« Douce Playsance », assurément…
Palais des Papes, Grande Chapelle
Ensemble De Caelis, ensemble féminin a capella (Laurence Brisset, direction artistique, chant, organetto ; Estelle Nadau, Caroline Tarrit, Eugénie De Mey, chant) ; Julien Ferrando, clavicytherium
En co-réalisation Musique Baroque en Avignon, Avignon-Tourisme et l’Opéra Grand Avignon
Programme : Douce Playsance
Divertissement musical dans les cours d’Avignon et de Florence à la fin du XIVe siècle
Au tournant du XIVe et du XVe siècles, les cours d’Avignon et d’Italie du nord réunissent de brillants cénacles où se distinguent les plus grands musiciens. Ils cisèlent une « orfèvrerie » musicale, faite de jeu, d’art du détour, inventent des combinaisons réjouissantes et excentriques. Cette musique raffinée de la seconde moitié du XIVe était pratiquée pour le plaisir et le divertissement, à la cour ou dans la sphère privée. Il était alors d’usage de chanter et de jouer d’instruments de musique, surtout parmi les dames.
Les pièces de ce programme proviennent de manuscrits de la seconde moitié du XIVe siècle, notamment du très beau Codex Chantilly, un manuscrit énigmatique quant à sa provenance et sa destination, celant en son sein des énigmes musicales et poétiques, constituant l’une des plus riches collections de musique française de la fin du Moyen Age. Cette musique fut nommée tardivement Ars Substilior pour ce qu’elle recèle de délicatesse, de raffinement : c’est l’art de cour à son zénith.

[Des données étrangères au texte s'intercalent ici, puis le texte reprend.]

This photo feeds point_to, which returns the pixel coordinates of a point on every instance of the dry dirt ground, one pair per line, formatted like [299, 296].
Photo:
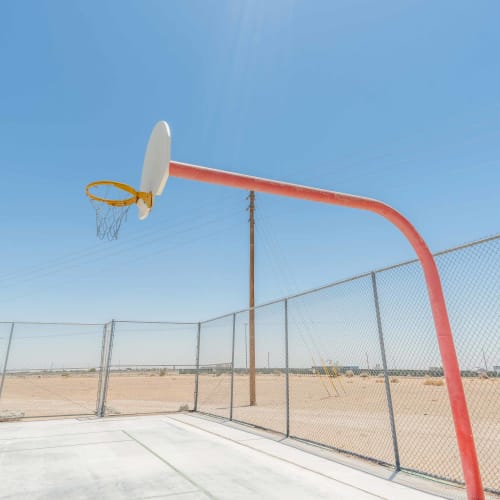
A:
[346, 413]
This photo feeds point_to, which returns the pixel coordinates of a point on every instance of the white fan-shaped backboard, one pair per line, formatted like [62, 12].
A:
[156, 165]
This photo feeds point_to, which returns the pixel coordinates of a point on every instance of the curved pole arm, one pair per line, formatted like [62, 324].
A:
[451, 368]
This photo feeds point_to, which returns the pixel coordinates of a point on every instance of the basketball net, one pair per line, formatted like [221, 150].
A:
[111, 207]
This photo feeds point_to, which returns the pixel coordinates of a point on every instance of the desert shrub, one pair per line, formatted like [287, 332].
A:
[433, 381]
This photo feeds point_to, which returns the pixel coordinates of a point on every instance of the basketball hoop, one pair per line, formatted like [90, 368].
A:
[111, 210]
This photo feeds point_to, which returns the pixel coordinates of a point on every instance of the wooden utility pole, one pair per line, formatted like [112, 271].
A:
[251, 208]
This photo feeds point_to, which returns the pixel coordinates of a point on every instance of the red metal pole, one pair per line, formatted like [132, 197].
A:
[451, 369]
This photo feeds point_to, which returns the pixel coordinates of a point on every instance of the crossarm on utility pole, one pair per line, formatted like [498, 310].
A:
[451, 368]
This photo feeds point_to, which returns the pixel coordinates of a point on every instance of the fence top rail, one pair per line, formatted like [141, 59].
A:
[156, 322]
[352, 278]
[271, 302]
[57, 323]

Guillaume de Machaut, Ballade, Riches d’amour ; Solage, Ballade, En l’amoureux verger ; Pierre des Molins, De ce fol penser ; Guillaume de Machaut, Rondeau, Puisqu’en oubli ; Grimace, Ballade, Se Zephirus, Phebus et leur lignie ; Philipot de Caserta, Ballade, En attendant ; Anonyme, Instrumental, En avois ; Guillaume de Machaut, Ballade, De toutes flours ; Chanson, Ay mi dame de valour ; François Andrieu sur un poème d’Eustache Deschamps, Double ballade, Armes amours, double ballade, Jacob Senlèches, Virelai, La harpe de mellodie ; Francesco Landini, Instrumental, La bionda treçça ; Madrigale, In verde prato ; Borlet, Virelai, Hé tres doulzs rossignol.
Sources
Codex Chantilly, Bibliothèque du château
Codex Squarcialupi, Florence, Biblioteca Medicea-Laurenziana, Palatino 87
Codex Faenza
Bibliothèque Nationale de France, Paris, ms.fr 9221
Impressionnant, le concert donné par l’Ensemble De Caelis ce dimanche 12 novembre à la Grande Chapelle du Palais des Papes. C’était le troisième concert proposé par Musique Baroque en Avignon en co-réalisation avec Avignon-Tourisme et l’Opéra Grand Avignon (après Cantores, Ensemble Diabolus in Musica, octobre 2016 ; et Ensemble Mescolanza, 28 octobre 2017). Elles étaient quatre femmes sur les cinq que comprend l’Ensemble De Caelis. Des voix admirablement travaillées. Qu’elles soient seules, en duo, en trio ou toutes les quatre ensemble, nous n’avons jamais quitté une même ambiance d’unité et de beauté. La tessiture très étendue de leur voix était aussi un étonnement et servait évidemment la qualité, l’élégance et la grandeur de la musique que l’Ensemble De Caelis avait choisi de nous offrir. Eugénie de Mey, par exemple, mezzo léger, qui a la particularité d’utiliser avec originalité les différents registres de sa voix, a chanté en voix de poitrine, comme un ténor, deux ballades de Guillaume de Machaut, le plus célèbre compositeur et écrivain français du XIVe siècle.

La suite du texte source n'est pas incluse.